Keeping your tackle in optimum condition should be a high priority for any competitive sportfishing program. Proper tackle care, along with proper tackle storage, will guarantee many seasons of reliable use, which is even more important these days with the limited availability we’ve been experiencing lately on many products. Normal maintenance will vary on every operation depending on how much you fish, where you fish and the type of fishing involved.
For example, crews that are consistently seeing double-digit catches on light gear may have to break down a reel and do their own repairs at night between trips, whereas others that only catch a few fish all season on heavy gear might take theirs into a local tackle store for service every few years. Most of us will fall somewhere between these two. But regardless of where that is, the most obvious and beneficial preventive maintenance we can do for our tackle is to properly wash, dry and store it after each use. Like many boats these days, we have a designated tackle locker that allows us to securely store our rods and reels after each use.
In the Gulf of Mexico, our trips back in from the fishing grounds are normally four hours or more, which allows us plenty of time to thoroughly soap, rinse and dry all of our tackle before breaking it all down and storing it away. This also gives us a head start on cleanup and allows us to focus on other things when we get back in and are busy at the dock. As for yearly maintenance, here’s a quick general list of the procedures that we normally use in the off season: We will start with the removal of reels from rods or butts. The larger reels (50s-130s) we will either take to have professionally inspected (every other season) or clean up and corrosion block all external parts and lube the handles.

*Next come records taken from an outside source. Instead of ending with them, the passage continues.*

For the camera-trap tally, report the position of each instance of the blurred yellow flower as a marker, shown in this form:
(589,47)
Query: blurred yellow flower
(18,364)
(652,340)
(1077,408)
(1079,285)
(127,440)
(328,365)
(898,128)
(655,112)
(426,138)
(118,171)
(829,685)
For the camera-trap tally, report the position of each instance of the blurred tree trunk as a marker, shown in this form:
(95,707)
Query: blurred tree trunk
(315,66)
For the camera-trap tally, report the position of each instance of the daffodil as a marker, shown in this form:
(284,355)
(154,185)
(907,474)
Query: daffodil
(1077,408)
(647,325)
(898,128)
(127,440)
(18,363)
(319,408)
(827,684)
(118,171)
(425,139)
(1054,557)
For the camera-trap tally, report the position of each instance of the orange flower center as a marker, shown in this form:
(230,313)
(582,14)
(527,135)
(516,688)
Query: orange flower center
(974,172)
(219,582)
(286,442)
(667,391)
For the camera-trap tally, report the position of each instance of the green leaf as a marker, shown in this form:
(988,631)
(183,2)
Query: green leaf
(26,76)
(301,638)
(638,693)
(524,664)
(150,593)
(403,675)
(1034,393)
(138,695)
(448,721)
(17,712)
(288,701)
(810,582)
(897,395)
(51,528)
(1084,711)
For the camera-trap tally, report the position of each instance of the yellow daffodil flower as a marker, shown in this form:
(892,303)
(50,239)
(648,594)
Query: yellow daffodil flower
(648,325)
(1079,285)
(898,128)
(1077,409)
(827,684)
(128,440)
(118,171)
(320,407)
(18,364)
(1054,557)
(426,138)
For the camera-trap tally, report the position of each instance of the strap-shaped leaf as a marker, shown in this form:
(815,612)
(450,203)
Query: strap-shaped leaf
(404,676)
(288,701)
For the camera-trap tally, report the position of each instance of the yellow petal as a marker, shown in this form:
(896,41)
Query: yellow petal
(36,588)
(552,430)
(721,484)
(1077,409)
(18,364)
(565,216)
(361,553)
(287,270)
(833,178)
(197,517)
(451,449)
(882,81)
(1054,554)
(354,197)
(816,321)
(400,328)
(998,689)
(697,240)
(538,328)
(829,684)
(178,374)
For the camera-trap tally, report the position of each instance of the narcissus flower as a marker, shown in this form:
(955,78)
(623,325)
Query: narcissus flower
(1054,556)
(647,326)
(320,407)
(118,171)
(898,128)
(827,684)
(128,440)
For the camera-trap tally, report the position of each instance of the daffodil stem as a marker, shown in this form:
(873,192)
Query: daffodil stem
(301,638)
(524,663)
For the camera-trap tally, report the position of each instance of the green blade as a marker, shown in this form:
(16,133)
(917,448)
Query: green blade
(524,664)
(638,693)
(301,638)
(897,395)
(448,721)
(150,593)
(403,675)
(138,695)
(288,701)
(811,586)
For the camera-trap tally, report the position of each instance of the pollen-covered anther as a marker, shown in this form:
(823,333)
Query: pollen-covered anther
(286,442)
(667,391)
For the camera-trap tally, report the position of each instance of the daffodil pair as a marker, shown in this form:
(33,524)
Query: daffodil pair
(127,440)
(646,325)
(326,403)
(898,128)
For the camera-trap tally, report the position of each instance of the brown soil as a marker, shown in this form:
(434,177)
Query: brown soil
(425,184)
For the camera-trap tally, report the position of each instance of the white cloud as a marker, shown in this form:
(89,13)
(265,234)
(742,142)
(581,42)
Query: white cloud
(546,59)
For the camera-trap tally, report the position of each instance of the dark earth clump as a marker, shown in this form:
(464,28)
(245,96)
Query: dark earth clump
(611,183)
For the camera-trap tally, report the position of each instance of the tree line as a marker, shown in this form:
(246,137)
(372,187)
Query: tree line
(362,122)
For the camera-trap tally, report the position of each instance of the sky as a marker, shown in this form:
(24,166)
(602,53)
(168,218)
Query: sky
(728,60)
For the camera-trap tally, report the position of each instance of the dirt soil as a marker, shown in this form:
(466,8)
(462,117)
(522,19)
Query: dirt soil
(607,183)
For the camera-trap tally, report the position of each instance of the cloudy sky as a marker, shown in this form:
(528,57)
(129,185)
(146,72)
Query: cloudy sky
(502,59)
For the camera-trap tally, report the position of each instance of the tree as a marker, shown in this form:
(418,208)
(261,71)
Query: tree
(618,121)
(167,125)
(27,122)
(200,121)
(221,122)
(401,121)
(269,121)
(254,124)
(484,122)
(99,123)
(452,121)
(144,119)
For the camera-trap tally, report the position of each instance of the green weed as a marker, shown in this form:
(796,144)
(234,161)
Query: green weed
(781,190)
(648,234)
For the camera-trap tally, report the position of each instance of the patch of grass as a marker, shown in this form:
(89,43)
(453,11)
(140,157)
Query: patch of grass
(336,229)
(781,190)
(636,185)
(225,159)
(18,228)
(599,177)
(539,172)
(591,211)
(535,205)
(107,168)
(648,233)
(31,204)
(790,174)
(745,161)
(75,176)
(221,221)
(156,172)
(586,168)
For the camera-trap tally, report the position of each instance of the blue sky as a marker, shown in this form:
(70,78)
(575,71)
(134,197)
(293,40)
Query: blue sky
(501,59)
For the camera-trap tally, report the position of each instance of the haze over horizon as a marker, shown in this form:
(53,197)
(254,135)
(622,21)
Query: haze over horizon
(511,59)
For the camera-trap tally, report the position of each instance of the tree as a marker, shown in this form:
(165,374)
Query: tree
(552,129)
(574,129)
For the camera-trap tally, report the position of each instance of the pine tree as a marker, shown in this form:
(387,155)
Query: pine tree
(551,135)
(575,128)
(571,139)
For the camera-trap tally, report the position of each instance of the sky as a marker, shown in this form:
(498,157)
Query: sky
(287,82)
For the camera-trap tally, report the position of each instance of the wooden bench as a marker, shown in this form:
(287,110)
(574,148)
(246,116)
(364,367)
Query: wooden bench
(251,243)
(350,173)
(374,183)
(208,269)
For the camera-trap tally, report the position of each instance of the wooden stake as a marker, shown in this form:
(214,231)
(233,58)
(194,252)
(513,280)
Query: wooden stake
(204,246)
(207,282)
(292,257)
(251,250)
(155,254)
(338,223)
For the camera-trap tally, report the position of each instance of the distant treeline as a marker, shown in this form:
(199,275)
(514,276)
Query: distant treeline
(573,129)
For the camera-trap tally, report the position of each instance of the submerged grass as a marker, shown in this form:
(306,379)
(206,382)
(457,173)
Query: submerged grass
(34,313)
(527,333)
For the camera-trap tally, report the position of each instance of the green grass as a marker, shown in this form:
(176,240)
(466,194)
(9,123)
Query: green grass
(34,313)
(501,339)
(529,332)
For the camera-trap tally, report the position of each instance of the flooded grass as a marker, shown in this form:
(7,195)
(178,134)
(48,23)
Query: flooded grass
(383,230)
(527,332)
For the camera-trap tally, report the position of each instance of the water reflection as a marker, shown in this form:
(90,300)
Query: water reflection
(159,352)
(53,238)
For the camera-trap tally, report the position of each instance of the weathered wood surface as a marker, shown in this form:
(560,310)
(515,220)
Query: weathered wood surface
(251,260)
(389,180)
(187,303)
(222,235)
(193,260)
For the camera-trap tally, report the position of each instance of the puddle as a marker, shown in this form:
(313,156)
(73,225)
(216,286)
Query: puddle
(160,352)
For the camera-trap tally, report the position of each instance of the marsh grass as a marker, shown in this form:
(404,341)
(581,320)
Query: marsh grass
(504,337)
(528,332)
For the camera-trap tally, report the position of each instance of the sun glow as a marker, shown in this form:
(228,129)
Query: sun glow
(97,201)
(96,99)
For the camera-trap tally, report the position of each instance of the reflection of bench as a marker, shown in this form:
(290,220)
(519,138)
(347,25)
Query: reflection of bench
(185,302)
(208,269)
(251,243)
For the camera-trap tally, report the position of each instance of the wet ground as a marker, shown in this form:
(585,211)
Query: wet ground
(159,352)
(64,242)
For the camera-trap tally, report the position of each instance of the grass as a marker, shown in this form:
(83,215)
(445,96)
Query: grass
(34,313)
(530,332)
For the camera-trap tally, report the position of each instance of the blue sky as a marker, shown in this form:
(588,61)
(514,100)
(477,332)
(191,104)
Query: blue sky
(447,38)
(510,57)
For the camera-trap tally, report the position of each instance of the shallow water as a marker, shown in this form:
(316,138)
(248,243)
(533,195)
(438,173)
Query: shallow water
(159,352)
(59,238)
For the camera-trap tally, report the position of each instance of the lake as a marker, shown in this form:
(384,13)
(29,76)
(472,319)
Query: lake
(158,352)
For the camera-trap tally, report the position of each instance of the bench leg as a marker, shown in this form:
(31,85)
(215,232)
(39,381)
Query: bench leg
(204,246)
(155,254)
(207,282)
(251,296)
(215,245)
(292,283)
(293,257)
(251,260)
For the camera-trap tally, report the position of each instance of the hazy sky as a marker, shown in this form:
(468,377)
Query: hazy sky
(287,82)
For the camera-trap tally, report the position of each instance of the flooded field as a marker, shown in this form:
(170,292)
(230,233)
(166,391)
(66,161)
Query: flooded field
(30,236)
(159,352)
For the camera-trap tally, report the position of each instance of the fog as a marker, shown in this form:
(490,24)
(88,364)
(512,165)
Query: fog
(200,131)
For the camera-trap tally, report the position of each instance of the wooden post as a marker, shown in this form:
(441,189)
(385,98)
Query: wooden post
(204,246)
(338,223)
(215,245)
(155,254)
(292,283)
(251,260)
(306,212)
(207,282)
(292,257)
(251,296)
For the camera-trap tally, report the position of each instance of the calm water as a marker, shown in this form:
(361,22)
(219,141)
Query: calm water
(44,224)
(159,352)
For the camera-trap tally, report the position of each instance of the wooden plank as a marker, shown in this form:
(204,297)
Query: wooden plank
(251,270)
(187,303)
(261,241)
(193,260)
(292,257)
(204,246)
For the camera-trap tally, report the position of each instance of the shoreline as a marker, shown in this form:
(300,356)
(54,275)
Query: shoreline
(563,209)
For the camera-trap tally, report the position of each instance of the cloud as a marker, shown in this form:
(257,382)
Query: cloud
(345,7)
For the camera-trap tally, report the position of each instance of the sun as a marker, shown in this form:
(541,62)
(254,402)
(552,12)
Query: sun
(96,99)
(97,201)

For the smaller reels, we will disassemble each one for visual inspection, clean, replace any damaged or worn parts, lube, reassemble and corrosion block the exterior parts. After our reels are back together and ready to be replaced on their rods we will check all guides and rollers, remove all rollers and lube, coat reel seats, ferrules, and collet nuts with Teflon lubricant and reassemble them all. We will usually start out our season with the existing line left on our heavy tackle from the previous season but will change out the top shots prior to the start of our tournaments or after a heavy battle as needed. With all of the odds that can work against you when fishing, tackle failure is probably the worst thing that you should allow to happen. Take care of your tackle and it will take care of you.